Taking a closer look at the reasoning JSON you may notice the field names themselves are quite long.
1
2
3
4
5
6
7
8
9
{
"message_is_conversation_continuation": "True", // <-
"number_of_messages_in_conversation_so_far": "1", // <-
"user_sentiment": "Aggravated", // <-
"query_type": "Hardware Issue", // <-
"response_tone": "Validating and solution-oriented", // <-
"response_requirements": "Propose options for repair or replacement.", // <-
"user_requesting_to_talk_to_human": "False", // <-
}
By making them shorter and moving explanations to the comments we can generate fewer tokens.
1
2
3
4
5
6
7
8
9
{
"cont": "True", // whether last message is a continuation
"n_msg": "1", // number of messages in the continued conversation
"tone_in": "Aggravated", // sentiment of user query
"type": "Hardware Issue", // type of the user query
"tone_out": "Validating and solution-oriented", // desired tone for response
"reqs": "Propose options for repair or replacement.", // response requirements
"human": "False", // whether user is expressing want to talk to human
}
This small change removed 19 output tokens. While with GPT-3.5 this may only result in a few millisecond improvement, with GPT-4 this could shave off up to a second.
You might imagine, however, how this can have quite a significant impact for larger model outputs.
We could go further and use single chatacters for the JSON fields, or put everything in an array, but this may start to hurt our response quality.

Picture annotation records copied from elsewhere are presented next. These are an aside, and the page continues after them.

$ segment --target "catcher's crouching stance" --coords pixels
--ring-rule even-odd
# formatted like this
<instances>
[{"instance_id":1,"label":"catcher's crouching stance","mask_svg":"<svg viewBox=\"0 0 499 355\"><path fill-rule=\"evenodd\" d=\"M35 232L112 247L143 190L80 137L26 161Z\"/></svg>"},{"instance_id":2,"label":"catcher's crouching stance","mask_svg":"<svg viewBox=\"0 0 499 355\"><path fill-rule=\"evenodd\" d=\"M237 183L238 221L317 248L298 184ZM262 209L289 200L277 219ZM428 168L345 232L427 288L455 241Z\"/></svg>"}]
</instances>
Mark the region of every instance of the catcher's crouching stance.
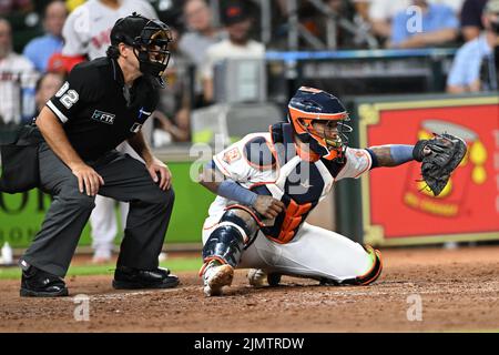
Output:
<instances>
[{"instance_id":1,"label":"catcher's crouching stance","mask_svg":"<svg viewBox=\"0 0 499 355\"><path fill-rule=\"evenodd\" d=\"M353 149L347 146L348 120L337 98L301 88L288 104L289 123L248 134L204 168L201 184L218 195L203 226L200 274L207 296L231 285L235 267L252 268L254 286L278 284L281 275L340 285L367 285L379 277L378 251L309 225L307 215L335 181L378 166L426 160L422 174L432 189L434 181L447 182L466 145L448 134L415 146Z\"/></svg>"}]
</instances>

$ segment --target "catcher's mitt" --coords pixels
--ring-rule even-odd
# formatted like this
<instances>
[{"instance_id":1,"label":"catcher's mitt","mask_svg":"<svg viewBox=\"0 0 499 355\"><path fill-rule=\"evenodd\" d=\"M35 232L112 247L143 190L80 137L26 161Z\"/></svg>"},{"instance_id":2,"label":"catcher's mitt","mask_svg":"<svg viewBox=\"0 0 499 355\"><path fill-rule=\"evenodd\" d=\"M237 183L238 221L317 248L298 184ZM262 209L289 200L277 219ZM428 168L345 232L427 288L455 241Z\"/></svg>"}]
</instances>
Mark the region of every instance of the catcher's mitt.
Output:
<instances>
[{"instance_id":1,"label":"catcher's mitt","mask_svg":"<svg viewBox=\"0 0 499 355\"><path fill-rule=\"evenodd\" d=\"M421 164L422 180L438 196L449 181L450 174L466 154L466 143L460 138L444 133L416 143L413 155Z\"/></svg>"}]
</instances>

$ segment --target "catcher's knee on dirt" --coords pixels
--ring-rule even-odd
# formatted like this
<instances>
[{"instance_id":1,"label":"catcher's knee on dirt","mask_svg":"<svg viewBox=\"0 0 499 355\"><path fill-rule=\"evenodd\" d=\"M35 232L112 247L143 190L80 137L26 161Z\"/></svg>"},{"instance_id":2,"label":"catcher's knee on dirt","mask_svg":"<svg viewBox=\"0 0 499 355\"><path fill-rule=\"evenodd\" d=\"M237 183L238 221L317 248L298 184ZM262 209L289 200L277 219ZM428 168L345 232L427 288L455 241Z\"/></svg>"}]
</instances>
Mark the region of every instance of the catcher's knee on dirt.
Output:
<instances>
[{"instance_id":1,"label":"catcher's knee on dirt","mask_svg":"<svg viewBox=\"0 0 499 355\"><path fill-rule=\"evenodd\" d=\"M364 275L347 278L344 281L330 280L330 278L322 278L320 284L323 285L368 285L378 280L379 275L383 271L383 260L381 253L369 245L364 246L366 252L373 257L373 266L369 268L367 273Z\"/></svg>"},{"instance_id":2,"label":"catcher's knee on dirt","mask_svg":"<svg viewBox=\"0 0 499 355\"><path fill-rule=\"evenodd\" d=\"M217 260L236 267L244 245L256 234L256 223L244 210L228 210L203 246L203 261Z\"/></svg>"}]
</instances>

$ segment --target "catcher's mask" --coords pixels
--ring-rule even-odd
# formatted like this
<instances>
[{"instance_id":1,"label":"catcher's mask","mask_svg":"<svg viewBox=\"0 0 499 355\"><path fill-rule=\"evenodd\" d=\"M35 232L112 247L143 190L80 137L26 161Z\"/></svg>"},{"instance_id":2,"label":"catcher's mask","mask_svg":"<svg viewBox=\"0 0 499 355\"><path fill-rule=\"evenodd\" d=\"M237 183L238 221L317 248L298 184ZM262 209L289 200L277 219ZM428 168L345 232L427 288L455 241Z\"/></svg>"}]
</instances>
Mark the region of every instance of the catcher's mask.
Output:
<instances>
[{"instance_id":1,"label":"catcher's mask","mask_svg":"<svg viewBox=\"0 0 499 355\"><path fill-rule=\"evenodd\" d=\"M344 161L347 134L353 129L345 123L350 119L336 97L319 89L302 87L289 100L287 118L298 139L308 143L313 152L327 160ZM315 121L326 123L324 129L314 129Z\"/></svg>"},{"instance_id":2,"label":"catcher's mask","mask_svg":"<svg viewBox=\"0 0 499 355\"><path fill-rule=\"evenodd\" d=\"M125 43L133 48L144 75L156 78L163 84L163 72L170 61L170 28L160 20L150 20L136 12L119 19L111 30L111 44Z\"/></svg>"}]
</instances>

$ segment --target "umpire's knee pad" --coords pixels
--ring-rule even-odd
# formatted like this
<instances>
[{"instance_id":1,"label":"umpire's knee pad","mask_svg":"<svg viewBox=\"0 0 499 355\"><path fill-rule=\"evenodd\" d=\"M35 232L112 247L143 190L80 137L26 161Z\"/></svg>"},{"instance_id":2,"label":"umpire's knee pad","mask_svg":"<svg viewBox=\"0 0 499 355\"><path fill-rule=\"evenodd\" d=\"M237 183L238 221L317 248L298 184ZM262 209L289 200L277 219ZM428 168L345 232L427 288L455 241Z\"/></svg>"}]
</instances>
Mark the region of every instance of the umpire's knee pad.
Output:
<instances>
[{"instance_id":1,"label":"umpire's knee pad","mask_svg":"<svg viewBox=\"0 0 499 355\"><path fill-rule=\"evenodd\" d=\"M256 229L248 225L236 211L225 212L218 226L210 234L203 247L204 262L217 258L233 267L240 263L244 245L256 233Z\"/></svg>"}]
</instances>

The best way to know, once again, is through testing.
Example wrap-up
Let's review the optimizations we implemented for the customer service bot example:
- Combined query contextualization and retrieval check steps to make fewer requests.
- For the new prompt, switched to a smaller, fine-tuned GPT-3.5 to process tokens faster.
- Split the assistant prompt in two, switching to a smaller, fine-tuned GPT-3.5 for the reasoning, again to process tokens faster.
- Parallelized the retrieval checks and the reasoning steps.
- Shortened reasoning field names and moved comments into the prompt, to generate fewer tokens.